Gelgelelim kapitalizm daha ortaya çıkışıyla bize getirdiği özel mülk anlayışını ailelerin içinde de canlı tutuyor. Çocuklara küçük yaşlardan itibaren alınan pahalı giysilerle, onları okumayla tanıştıracak dönemde markalarla tanıştırmayla, yemek yedirmek için ellerine verilen telefon-tabletlerle veya önlerine oturtulan televizyonlarla içimize taşıyoruz kapitalizmi. Düzenli olarak bizim istatiklerimize göre bize sunulan baş döndürücü reklamlara, sosyal medyada yalandan hayatlara kanıyoruz. Bir çarpıcı renge, bir yeni moda akımına aldanıyoruz. Evimize her gün kargo gelirken teslim olduğumuz sistem kapitalizm değil de nedir?

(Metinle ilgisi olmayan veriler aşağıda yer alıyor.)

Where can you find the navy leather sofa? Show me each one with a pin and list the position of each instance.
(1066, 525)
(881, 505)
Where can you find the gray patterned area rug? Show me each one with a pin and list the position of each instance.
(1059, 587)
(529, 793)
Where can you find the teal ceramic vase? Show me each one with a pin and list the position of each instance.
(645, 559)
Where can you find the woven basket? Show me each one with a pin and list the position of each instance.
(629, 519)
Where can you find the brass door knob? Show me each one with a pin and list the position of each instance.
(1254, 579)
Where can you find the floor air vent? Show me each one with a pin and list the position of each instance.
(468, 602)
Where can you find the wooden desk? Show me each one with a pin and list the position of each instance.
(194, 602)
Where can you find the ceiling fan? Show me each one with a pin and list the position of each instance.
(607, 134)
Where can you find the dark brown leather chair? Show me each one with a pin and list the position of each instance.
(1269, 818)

Bu noktada kullanılan, sistem için etkili bir silah olan “başka seçenek yok” anlayışıdır. Bir ebeveyn çocuğu için kaliteli bir eğitimi tercih eder. Öyleyse özel okuldan başka çare yok. Gün içinde saatlerce arabada yolculuk ediyoruz. En yeni araba en iyisiyse başka çare yok. Yeni araçlar daha sık bozuluyor. Her ay tamirciye gitmekten başka seçenek yok. Özel okul eğitimi iyi veremedi. Dershaneden başka çıkış yok.
Bu demek oluyor ki bir şekilde dahil olduğumuz tüketim-daha hızlı tüketim yolculuğunda “cazibesiz yararlılık” yerine “yararsız cazibe”yi tercih ettik. Yani ihtiyacınız olduğunu düşünerek aldığınız çoğu eşya size ihtiyacınız olduğunu düşündürterek aldırıldı. Çocuklarınıza reklamlar dolayısıyla verdirdiğiniz paralı eğitimler hiçbir işe yaramadı. Üstelik sonrasında bunun için onlar suçlandı. Diğer olumsuz sonuçlarda da hep birileri günah keçisi ilan edildi, bu çoğunlukla çocuklar ve gençler oldu.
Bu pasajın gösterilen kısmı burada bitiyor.